Herd immunity requires that the majority of people are vaccinated to stop proliferation of disease. Measles, for example, is so contagious that about 90 per cent of people who are not immune will become infected if they come close to an infected person.

However, childhood vaccination rates have been falling as anti-vaccine sentiment grows, particularly among the middle classes. ‘If enough parents opt out of vaccine programmes then the herd immunity system breaks down. It is not okay to assume that the risk of infection is negligible if everybody else does it.

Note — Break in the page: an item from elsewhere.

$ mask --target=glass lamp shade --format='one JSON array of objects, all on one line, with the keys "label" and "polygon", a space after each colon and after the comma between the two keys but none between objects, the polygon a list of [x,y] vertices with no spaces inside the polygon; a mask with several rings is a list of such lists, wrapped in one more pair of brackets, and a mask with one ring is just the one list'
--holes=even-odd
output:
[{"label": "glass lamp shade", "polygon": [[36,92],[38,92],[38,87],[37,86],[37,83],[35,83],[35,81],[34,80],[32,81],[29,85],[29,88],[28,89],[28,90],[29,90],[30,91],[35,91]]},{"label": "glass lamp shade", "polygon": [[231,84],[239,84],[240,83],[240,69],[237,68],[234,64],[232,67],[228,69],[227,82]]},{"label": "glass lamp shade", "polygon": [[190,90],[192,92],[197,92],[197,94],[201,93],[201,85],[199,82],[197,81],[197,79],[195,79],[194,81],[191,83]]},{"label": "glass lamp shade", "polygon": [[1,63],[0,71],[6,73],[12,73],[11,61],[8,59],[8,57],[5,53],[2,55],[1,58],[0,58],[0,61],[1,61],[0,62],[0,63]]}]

They might feel the same way,’ says Professor John Ashton CBE, former President of the Faculty of Public Health.

In the UK, as in the US, vaccination rates tend to be lower in more affluent areas, but Professor Ashton believes this is breaking the covenant that society should protect its most vulnerable. ‘Wealthier children who get measles are more likely to make good recoveries but poorer children who pick up the disease are more vulnerable to complications caused by malnutrition, overcrowding and lack of support. You should have your child vaccinated to protect everyone else’s child too.’

Diseases like diphtheria, a potentially fatal bacterial infection that causes a thick grey-white coating to appear on the back of the throat and leads to high fever and breathing difficulties, is still very rare in England because most people have been vaccinated against it. Before a vaccination programme was introduced in 1940 for babies aged two months, it was one of the leading cause of death in children in the UK.

This could change if vaccination levels drop since it is highly contagious and can be spread through the air or on bedding and clothing.